The accreditation means that Texas Health Stephenville voluntarily underwent a vigorous review process to ensure that it meets nationally accepted standards of care, according to the ACR. The national organization says that accreditation signifies that hospital staff members and medical staff physicians are well qualified to perform medical imaging, interpret images and perform localized breast biosies. It further means that the hospital’s equipment is appropriate for tests and treatments it administers, and that the facility meets or exceeds quality assurance and safety guidelines.

“Accreditation brings a level of assurance of excellence of care to the residents of Erath County and surrounding communities,” said Nanette Evans, M.D., radiologist on the medical staff of Texas Health Stephenville. “A highly respected outside organization has attested to the quality of care available locally for women, as well as the hospital’s commitment to establishing and maintaining a program of excellence.”  

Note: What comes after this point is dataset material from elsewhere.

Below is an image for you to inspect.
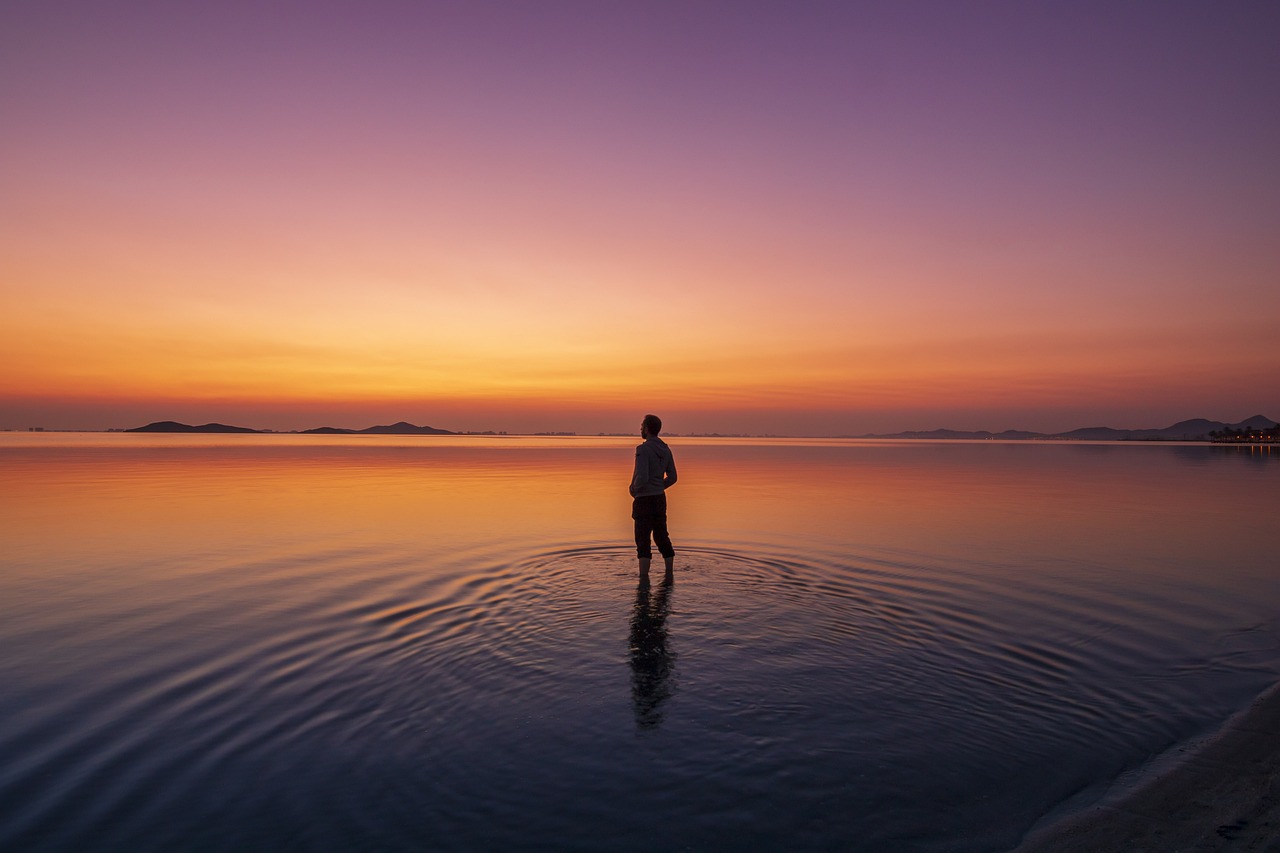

To help detect breast cancer, the National Cancer Institute, the American Cancer Society and the ACR recommend women age 40 and older have annual mammograms. Women with dense breasts or under 50 years old are specifically encouraged to get a digital mammogram.

“Getting a yearly mammogram is an essential appointment for women who fit the criteria,” said Evans. “Mammograms help physicians catch breast cancer in the earliest, and most treatable, stages.”

If an area in the breast is suspected to be cancerous, a breast biopsy is performed to remove cells — either surgically or through a less invasive procedure involving a hollow needle.  These cells are examined under a microscope to determine a diagnosis. In stereotactic breast biopsy, a special mammography machine helps guide the radiologist’s instruments to the site of an abnormal growth.

“We can help women determine the need for treatment of breast cancer, without having to travel,” said Suzanne Atwood Perez, director of radiology at Texas Health Stephenville. “Because patients can stay local, my staff has an opportunity to take care of our community in a family-oriented atmosphere. That has been very important to all of us.”

The ACR gold seal of accreditation represents the highest level of image quality and patient safety. It is awarded only to facilities meeting ACR Practice Guidelines and Technical Standards after a peer-review evaluation by board-certified physicians and medical physicists who are experts in the field. Image quality, personnel qualifications, adequacy of facility equipment, quality control procedures, and quality assurance programs are assessed. The findings are reported to the ACR Committee on Accreditation, which subsequently provides the practice with a comprehensive report they can use for continuous practice improvement.